Почему церковь не приняла этой музыки? Православная церковь, конечно, прежде всего, но и в Америке эта музыка все равно осталась, в основном, вне церковных стен.

Говорит Олег Степурко, московский музыкант, композитор, джазист.

Олег Степурко:

Когда эта музыка была создана, то церковь ее сразу не приняла. Только в некоторых церквях Алабамы негры такое богослужение создали, а церковь осталась на своих путях. И вот этот дуализм, раздвоение культуры, которая пошла по светским... эта музыка пошла через светские пути - это джазовая культура, это культура рок-н-ролла, это культура там, скажем, мэрси-бита, хард-рока, металла. И они разошлись настолько далеко, что когда эта культура созрела для того, чтобы вернуться в церковь, церковь оказалась не готовой, и она не знает, что с этим делать.

Да, во Франции есть такая община "Эммануэль", которая начала жить такой жизнью... как - костер в степи. Она во все страны перешла, и она бешеный успех имеет среди молодежи. И они взяли за объект современную молодежную культуру. Разговаривают на молодежном языке. И молодежь хочет любить Бога, она хочет молиться, она хочет исповедоваться, она хочет жить духовной жизнью. Но она хочет жить духовной жизнью, со своей ментальностью.

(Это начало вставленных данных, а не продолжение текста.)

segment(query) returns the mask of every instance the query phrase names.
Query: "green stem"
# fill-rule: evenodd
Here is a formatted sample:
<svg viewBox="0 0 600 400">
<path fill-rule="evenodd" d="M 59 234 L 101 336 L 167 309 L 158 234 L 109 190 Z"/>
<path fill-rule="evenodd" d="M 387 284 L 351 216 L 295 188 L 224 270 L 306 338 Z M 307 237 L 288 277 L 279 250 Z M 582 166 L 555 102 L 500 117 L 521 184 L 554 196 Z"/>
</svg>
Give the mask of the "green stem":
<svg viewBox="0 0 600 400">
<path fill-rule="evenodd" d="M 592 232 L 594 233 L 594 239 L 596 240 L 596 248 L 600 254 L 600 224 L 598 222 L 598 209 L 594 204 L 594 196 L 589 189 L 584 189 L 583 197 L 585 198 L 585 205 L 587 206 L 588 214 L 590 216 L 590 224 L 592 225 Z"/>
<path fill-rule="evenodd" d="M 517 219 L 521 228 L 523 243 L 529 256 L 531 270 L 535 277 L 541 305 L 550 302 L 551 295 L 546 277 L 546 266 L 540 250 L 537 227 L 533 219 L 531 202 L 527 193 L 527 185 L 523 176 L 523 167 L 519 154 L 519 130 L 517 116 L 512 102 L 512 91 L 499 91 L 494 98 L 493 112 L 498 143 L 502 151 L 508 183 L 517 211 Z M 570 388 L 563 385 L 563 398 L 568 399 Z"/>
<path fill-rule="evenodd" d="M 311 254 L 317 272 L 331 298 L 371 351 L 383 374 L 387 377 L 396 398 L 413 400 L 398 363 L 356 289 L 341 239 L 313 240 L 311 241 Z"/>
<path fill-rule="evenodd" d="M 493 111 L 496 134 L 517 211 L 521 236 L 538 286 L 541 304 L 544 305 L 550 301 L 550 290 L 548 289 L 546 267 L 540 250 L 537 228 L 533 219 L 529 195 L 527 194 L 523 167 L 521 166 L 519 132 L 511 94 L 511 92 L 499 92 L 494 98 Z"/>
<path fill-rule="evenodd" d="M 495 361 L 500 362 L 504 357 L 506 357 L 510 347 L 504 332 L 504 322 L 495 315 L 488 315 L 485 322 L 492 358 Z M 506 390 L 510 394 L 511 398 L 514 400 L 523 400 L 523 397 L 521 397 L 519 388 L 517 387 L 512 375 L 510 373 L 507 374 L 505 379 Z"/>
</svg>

И вот когда разговаривают на их языке, когда водят хороводы с ними, когда поют экстатические песни, когда африканцы играют на барабанах на мессе... Когда там возникает, действительно, такая вот атмосфера любви, но на современной языке, то она приносит потрясающие плоды.

Я вообще джазовый музыкант. И когда я стал вести урок теории в одной рок-студии, и ко мне приходила молодежь с крашеными красными волосами, и там... с рваными штанами, на которых в дырках были написаны какие-то английские слова, я был сначала в ужасе. Но когда я стал заниматься этой культурой, когда я стал въезжать в их идиомы, в рифы идиом, в эти все мелкие оттяжки, в эти интерпретации, которые связаны с другими гармоническими сетками, по форме...

И я когда все это стал понимать, я понял, что это - целый мир, но этот мир - микромир. Если в джазе это происходит на уровне фразы, если в симфонической музыке - на уровне огромного симфонического произведения, то там это происходит на одной ноте. Если там... Блэкмор, или Джимми Пейдж берет ноту, то в этой ноте - целый мир. И она... это такая...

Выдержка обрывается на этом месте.